The U.S. Forest Service laid much of the groundwork for approval of the Rosemont Mine on Friday by releasing a final environmental impact statement. Still, the report shows that legal uncertainties and significant differences of opinion among agencies remain in the way of the mine's approval.
The report contains 100 pages of mitigation plans aimed at protecting not just water quality, but endangered species, dark skies for astronomy and other things.
The Environmental Protection Agency has denounced some of the plans as inadequate, and the Army Corps of Engineers has raised some concerns.
The Arizona Daily Star reported Saturday (http://bit.ly/1cd8NoO ) that the environmental impact statement — which fills six volumes and totals more than 2,400 pages — is a key step toward a final decision on the project, now in the works for more than seven years. The Forest Service has said it will issue a final decision in about four months.
While the report says the proposed mine will likely not violate federal air quality or endangered species laws, an opinion from the U.S. Fish and Wildlife Service said the mine could cause deaths among two endangered fish species and the endangered lesser long-nosed bat, cause harm to up to 50 threatened Chiricahua leopard frogs and harass the male jaguar.
The mine also has yet to show that it will meet a separate state regulation protecting Davidson Canyon and Cienega Creek, streams that are designated as outstanding waters.
Rosemont Copper has prodded the Forest Service for years to complete the environmental assessment. Due to delays in producing the report, the company has repeatedly pushed back its timetable for building and opening the mine. It hopes to start construction next year and start mining in 2016.
Company officials said this week they were excited to move forward.
Environmentalist Randy Serraglio said despite release of the generally favorable report, criticism from EPA shows the mine doesn't meet all applicable laws.

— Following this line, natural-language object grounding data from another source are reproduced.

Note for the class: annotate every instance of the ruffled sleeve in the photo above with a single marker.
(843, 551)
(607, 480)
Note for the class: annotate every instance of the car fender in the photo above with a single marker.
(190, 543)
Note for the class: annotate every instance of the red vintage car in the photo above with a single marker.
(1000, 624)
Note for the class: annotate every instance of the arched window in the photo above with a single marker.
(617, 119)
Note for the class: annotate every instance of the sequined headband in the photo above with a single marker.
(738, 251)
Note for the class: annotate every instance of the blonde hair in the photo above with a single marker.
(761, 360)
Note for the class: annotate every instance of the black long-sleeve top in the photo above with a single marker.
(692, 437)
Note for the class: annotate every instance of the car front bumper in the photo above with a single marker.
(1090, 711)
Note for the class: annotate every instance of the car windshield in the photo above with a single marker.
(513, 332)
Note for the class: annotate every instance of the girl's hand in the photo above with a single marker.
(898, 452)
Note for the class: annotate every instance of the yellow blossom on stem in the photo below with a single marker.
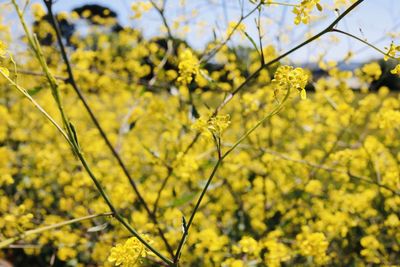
(303, 11)
(188, 67)
(214, 125)
(396, 70)
(128, 254)
(288, 77)
(313, 244)
(392, 50)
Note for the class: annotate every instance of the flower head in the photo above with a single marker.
(188, 67)
(288, 77)
(214, 125)
(128, 254)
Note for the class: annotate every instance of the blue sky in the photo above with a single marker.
(372, 20)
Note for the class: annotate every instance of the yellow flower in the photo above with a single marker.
(313, 244)
(188, 67)
(396, 70)
(303, 11)
(3, 49)
(373, 70)
(128, 254)
(286, 77)
(38, 11)
(215, 125)
(391, 51)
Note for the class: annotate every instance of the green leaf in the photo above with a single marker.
(182, 200)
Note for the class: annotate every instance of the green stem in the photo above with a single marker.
(364, 42)
(9, 241)
(72, 81)
(214, 171)
(72, 134)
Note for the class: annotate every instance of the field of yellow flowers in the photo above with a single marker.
(120, 150)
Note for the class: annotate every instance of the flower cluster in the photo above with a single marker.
(304, 9)
(313, 244)
(287, 77)
(128, 254)
(318, 178)
(188, 67)
(215, 125)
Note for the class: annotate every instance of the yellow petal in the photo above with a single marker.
(303, 94)
(4, 71)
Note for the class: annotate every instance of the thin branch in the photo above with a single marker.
(71, 80)
(8, 242)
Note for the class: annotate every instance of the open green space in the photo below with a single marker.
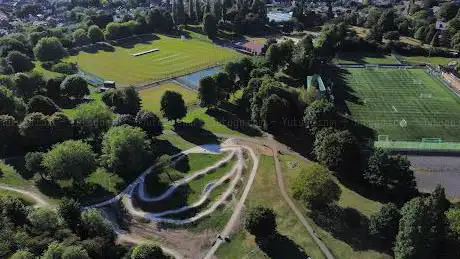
(404, 104)
(186, 194)
(427, 60)
(364, 58)
(175, 57)
(151, 97)
(292, 241)
(340, 245)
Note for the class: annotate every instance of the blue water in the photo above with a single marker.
(192, 80)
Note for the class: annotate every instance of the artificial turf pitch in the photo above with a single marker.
(175, 57)
(405, 104)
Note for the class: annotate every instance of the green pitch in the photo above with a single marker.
(406, 105)
(175, 57)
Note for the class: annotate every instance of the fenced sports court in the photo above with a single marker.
(408, 108)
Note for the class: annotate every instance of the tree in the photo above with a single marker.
(33, 162)
(94, 225)
(178, 12)
(273, 112)
(61, 127)
(207, 92)
(10, 104)
(384, 223)
(320, 114)
(147, 251)
(10, 132)
(44, 220)
(95, 34)
(453, 217)
(316, 187)
(19, 61)
(14, 210)
(75, 252)
(261, 222)
(25, 85)
(49, 48)
(337, 150)
(85, 117)
(80, 37)
(126, 150)
(53, 87)
(125, 100)
(173, 106)
(35, 129)
(448, 11)
(42, 104)
(149, 122)
(414, 233)
(69, 210)
(390, 174)
(210, 25)
(71, 159)
(22, 254)
(124, 119)
(74, 86)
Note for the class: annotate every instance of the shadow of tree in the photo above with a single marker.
(93, 48)
(348, 225)
(133, 41)
(195, 133)
(19, 165)
(279, 246)
(234, 122)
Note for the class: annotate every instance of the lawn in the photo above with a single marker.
(292, 241)
(405, 105)
(428, 60)
(364, 58)
(175, 57)
(349, 200)
(151, 97)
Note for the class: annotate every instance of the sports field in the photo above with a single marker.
(175, 56)
(406, 105)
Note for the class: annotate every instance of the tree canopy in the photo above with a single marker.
(316, 187)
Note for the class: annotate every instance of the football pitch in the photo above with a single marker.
(175, 56)
(404, 104)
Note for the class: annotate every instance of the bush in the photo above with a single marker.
(65, 68)
(391, 35)
(261, 222)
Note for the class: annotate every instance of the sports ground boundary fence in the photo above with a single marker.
(433, 145)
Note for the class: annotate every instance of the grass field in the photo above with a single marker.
(364, 58)
(340, 245)
(406, 105)
(151, 97)
(175, 57)
(292, 241)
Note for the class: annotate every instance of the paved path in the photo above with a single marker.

If the Forest Service decides to permit the mine, he said the agency "should expect to be overwhelmed with formal objections."
The Forest Service's review also found that the mine's estimated average of 434 long-term jobs would generate about $85 million in direct and indirect annual income in Pima County, up to $29 million annually in employee spending and $90 million to $158 million annually in purchases from local vendors.
Construction of the mine — pegged at $897 million — would generate $369 million in local construction spending and a broader impact of $585 million across Pima County, according to the report.